The vast majority of patients receiving the booster treatments -- 84% -- showed at least some improvement in depressive symptoms, according to Janicak and colleagues.

Second Trial, Ditto

Similar findings were reported by Antonio Mantovani, MD, PhD, of Columbia University in New York City, in a platform presentation on long-term follow-up in the so-called OPT-TMS trial.

The 190-patient trial was also placebo-controlled initially, with results reported earlier this month in Archives of General Psychiatry.

The findings from that trial were somewhat disappointing, in that only 14% of patients receiving TMS had complete responses during the blinded treatment, although 30% of nonresponders from both groups achieved remission during subsequent open-label treatment with TMS.

Among 61 patients who achieved remission in the study with TMS, either blinded or open-label, seven relapsed during a six-month follow-up period, for an overall relapse rate of 11.5%.

Mantovani said the relapses mainly occurred early in follow-up, although a substantial number of patients were lost to follow-up between two and four months.

Patients with relatively severe depression at study entry tended to be at greater risk for relapse, he said. But the number of previous drug-treatment failures did not predict relapse following TMS.

Participants in both studies had failed at least one previous antidepressant treatment and most had failed two or more.

What About Use with drugs?

Another unanswered question about TMS -- whether adding it to existing antidepressant drug treatment is effective -- was addressed in a third study presented here.
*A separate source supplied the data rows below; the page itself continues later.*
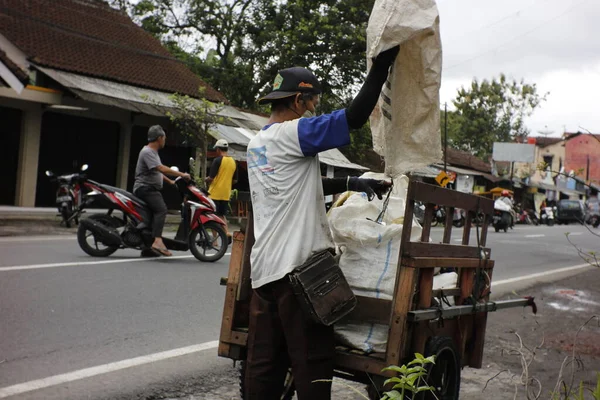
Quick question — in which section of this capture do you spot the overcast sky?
[437,0,600,136]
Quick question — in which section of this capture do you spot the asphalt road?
[0,225,600,399]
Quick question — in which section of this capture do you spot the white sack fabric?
[329,173,458,352]
[367,0,442,178]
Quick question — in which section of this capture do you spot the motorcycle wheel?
[60,205,73,228]
[77,214,119,257]
[188,221,229,262]
[452,217,465,228]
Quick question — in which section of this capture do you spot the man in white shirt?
[244,47,398,400]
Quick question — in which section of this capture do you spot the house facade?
[565,132,600,185]
[0,0,232,206]
[0,0,362,207]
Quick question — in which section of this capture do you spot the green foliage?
[552,373,600,400]
[442,75,547,159]
[382,353,435,400]
[130,0,374,109]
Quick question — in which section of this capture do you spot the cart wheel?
[366,376,386,400]
[240,361,296,400]
[415,336,460,400]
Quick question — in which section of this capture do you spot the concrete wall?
[0,107,23,205]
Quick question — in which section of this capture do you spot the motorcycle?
[77,168,229,262]
[540,207,554,226]
[46,164,88,228]
[492,200,512,232]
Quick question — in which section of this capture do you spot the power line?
[444,0,590,70]
[451,0,549,42]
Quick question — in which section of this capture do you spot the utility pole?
[444,102,448,172]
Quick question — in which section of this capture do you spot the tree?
[128,0,374,111]
[442,74,547,159]
[146,88,223,185]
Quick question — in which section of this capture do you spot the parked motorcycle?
[46,164,88,228]
[77,170,228,262]
[515,204,539,226]
[492,200,512,232]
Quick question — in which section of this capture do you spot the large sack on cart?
[329,174,456,352]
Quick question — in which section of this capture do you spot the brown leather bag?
[289,250,356,326]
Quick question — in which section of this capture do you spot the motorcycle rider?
[244,47,398,400]
[133,125,190,257]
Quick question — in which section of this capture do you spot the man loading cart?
[244,47,398,400]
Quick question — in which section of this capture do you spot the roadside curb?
[492,263,597,298]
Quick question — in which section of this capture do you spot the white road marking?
[0,253,231,272]
[0,235,77,244]
[0,256,591,399]
[492,264,592,288]
[0,340,219,399]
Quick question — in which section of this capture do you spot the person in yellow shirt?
[206,139,237,236]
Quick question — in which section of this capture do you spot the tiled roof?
[0,0,226,101]
[0,50,29,83]
[535,136,563,147]
[448,148,492,174]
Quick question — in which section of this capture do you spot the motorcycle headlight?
[206,197,217,210]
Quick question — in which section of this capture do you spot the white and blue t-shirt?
[248,110,350,289]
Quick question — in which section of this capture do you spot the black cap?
[258,67,321,104]
[148,125,166,142]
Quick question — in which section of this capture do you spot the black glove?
[373,45,400,67]
[348,177,392,201]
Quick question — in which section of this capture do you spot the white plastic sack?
[367,0,442,177]
[329,173,457,352]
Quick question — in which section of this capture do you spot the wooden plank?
[421,204,435,242]
[407,181,494,214]
[396,181,415,253]
[469,271,492,368]
[402,257,495,269]
[386,265,417,365]
[442,207,454,243]
[237,208,255,301]
[479,214,491,247]
[411,268,434,354]
[221,330,248,347]
[431,288,460,298]
[417,268,434,309]
[402,241,490,259]
[218,232,245,357]
[462,211,473,246]
[344,296,392,325]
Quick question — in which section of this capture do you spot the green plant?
[381,353,435,400]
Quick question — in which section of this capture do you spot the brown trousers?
[244,276,335,400]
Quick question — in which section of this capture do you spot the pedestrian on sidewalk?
[133,125,190,256]
[244,47,398,400]
[206,139,238,237]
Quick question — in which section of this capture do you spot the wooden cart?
[219,181,533,399]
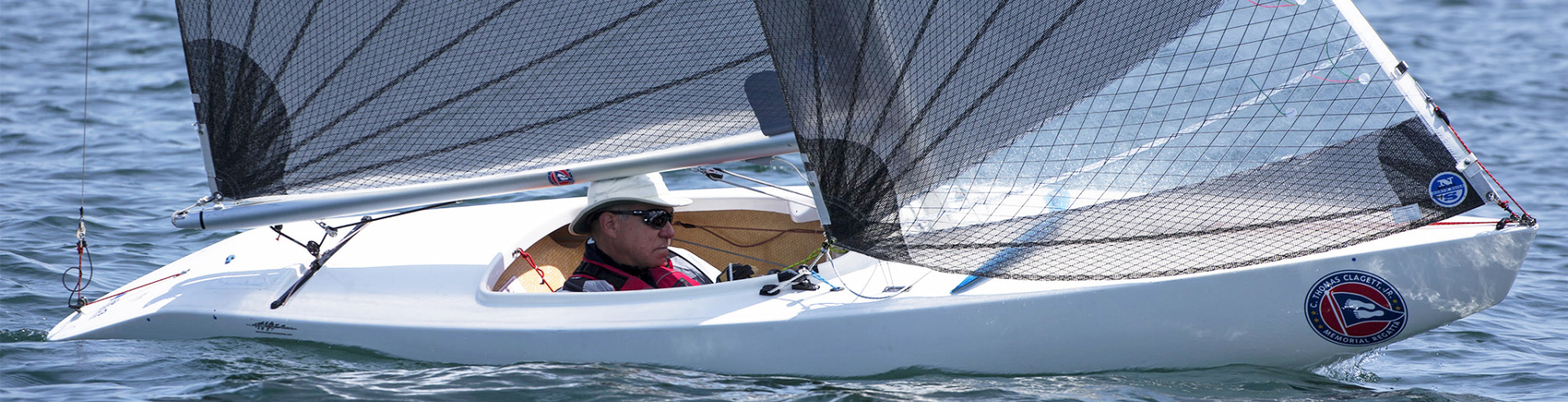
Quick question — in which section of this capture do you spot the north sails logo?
[1304,269,1408,346]
[1427,172,1469,208]
[548,169,577,186]
[244,321,298,337]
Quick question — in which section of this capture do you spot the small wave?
[0,328,49,344]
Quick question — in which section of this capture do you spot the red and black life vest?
[561,243,713,291]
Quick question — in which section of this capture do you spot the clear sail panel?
[179,0,773,199]
[763,0,1480,280]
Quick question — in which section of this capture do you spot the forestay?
[179,0,773,212]
[759,0,1490,280]
[179,0,1492,280]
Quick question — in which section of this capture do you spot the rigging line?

Scott Aaronson, MD, of Sheppard Pratt Health System in Baltimore, reported on 21 patients who had persistent major depression despite at least two courses of antidepressant drug treatment, and who then received TMS while remaining on the most recent drug regimen.
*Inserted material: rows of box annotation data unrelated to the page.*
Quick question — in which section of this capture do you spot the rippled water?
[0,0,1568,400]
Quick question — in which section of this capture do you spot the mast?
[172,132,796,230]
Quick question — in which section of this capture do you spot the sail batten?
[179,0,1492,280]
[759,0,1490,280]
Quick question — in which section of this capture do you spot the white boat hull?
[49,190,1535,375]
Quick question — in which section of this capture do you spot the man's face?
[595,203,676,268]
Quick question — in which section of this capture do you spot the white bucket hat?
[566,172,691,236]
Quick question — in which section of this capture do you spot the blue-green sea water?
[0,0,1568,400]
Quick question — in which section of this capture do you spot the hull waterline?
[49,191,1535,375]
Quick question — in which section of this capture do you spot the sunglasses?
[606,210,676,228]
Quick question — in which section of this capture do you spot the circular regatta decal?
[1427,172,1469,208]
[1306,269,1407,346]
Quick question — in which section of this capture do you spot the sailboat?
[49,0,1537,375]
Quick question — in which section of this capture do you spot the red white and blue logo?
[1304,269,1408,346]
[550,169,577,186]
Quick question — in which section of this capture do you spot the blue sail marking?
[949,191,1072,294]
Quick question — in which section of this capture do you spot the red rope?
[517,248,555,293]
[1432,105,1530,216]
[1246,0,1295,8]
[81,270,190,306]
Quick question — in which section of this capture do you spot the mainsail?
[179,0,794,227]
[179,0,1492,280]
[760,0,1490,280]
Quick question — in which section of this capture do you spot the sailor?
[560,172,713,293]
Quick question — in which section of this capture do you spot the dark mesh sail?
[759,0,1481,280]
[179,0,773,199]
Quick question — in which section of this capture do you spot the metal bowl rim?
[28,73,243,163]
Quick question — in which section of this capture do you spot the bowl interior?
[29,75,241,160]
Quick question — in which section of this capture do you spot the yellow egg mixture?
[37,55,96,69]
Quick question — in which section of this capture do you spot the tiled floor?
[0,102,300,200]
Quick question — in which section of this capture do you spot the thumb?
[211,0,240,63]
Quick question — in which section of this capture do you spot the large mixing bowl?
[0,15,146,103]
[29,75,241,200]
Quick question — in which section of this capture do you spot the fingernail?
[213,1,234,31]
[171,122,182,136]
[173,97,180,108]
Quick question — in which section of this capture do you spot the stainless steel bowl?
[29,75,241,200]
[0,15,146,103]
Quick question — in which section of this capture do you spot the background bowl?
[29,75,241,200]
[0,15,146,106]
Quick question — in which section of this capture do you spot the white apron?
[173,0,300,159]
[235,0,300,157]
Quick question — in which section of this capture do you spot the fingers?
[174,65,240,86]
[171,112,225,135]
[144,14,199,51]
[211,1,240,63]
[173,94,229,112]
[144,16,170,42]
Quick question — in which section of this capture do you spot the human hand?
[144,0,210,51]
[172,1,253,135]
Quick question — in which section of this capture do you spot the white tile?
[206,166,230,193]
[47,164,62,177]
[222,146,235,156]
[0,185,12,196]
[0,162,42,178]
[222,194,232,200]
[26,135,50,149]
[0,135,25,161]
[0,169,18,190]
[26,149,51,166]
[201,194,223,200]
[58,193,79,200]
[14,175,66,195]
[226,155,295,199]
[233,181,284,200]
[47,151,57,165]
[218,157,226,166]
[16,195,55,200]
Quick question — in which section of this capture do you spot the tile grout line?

About 57% of patients showed at least 50% improvement in Montgomery Asberg Depression Rating Scale scores relative to pre-TMS baseline, and 24% had remission, he said.
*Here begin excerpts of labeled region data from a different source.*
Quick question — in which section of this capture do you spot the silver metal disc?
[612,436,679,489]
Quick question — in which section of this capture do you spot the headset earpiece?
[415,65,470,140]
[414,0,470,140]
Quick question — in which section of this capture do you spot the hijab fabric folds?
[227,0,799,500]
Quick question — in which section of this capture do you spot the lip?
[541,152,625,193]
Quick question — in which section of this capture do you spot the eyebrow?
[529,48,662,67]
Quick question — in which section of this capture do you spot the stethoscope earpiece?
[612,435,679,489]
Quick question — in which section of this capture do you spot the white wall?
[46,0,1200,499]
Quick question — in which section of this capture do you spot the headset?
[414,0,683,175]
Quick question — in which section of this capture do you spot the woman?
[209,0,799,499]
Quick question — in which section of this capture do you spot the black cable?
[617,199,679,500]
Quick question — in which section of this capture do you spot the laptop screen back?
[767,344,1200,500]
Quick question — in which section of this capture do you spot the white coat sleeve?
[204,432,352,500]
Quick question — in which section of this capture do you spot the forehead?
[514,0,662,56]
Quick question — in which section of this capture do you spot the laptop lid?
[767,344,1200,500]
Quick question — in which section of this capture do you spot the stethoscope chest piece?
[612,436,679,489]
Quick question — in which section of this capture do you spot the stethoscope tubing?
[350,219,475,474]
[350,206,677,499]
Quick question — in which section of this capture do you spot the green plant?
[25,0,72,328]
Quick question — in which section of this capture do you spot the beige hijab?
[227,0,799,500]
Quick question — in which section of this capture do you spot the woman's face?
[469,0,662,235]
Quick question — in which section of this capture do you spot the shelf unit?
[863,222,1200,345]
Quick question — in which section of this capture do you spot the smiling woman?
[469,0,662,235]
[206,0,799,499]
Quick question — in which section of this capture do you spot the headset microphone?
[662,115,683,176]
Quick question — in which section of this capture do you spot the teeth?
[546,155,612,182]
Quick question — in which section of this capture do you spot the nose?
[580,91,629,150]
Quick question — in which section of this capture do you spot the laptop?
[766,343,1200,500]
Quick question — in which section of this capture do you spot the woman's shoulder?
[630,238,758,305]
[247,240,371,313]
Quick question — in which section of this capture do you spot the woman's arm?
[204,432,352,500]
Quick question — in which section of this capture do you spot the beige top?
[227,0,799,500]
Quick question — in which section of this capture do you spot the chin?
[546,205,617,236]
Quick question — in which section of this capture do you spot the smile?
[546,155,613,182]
"I was very, very heartened by the results," Aaronson said. "In a very sick population, those results are quite good."

His experience with boosters has been similar to that in the study by Janicak and colleagues, he said.

"There's a number of folks for whom we have to do sort of a refresher course," Aaronson said. "We bring them in for a couple of treatments. The good news is that, once you've responded, if we can catch it before the depression gets severe, we can usually shorten the number of treatments" necessary to restore the response.

Still Work to Do on Dosing, Cost

Aaronson added that TMS is a relatively young technology and has probably not been fully optimized.

Numerous parameters can be adjusted in TMS, including pulse duration, pulse frequency, total pulses per session, and the number and frequency of sessions.

Mark Demitrack, MD, chief medical officer of Neuronetics, which sells the only FDA-approved TMS device, said the technology had been in development for about 10 years prior to its 2008 approval. He said the parameters used in most recent studies -- 10 pulses per second for four seconds, twice a minute, for a total of 3,000 pulses in each daily session -- appeared to maximize the benefit.

Aaronson said those settings were the obvious starting point since they were used in the registration trials. But, he added, "I hope we will learn a lot, in the coming years, that we may have a better idea as to, perhaps, what to do when [patients] don't respond to the parameters they used in the clinical trials."

At the moment, he said, one of the major barriers to TMS is that, despite the FDA approval, most insurers won't pay for it. A 6 week course of treatment costs about $12,000 - $15,000.

TMS may appear high-priced, but it may save money in the long run when compared with the long-term cost of ECT or repeated attempts at drug treatment in patients with poor past responses to antidepressant medications, it appears to be a successful alternative treatment for depression.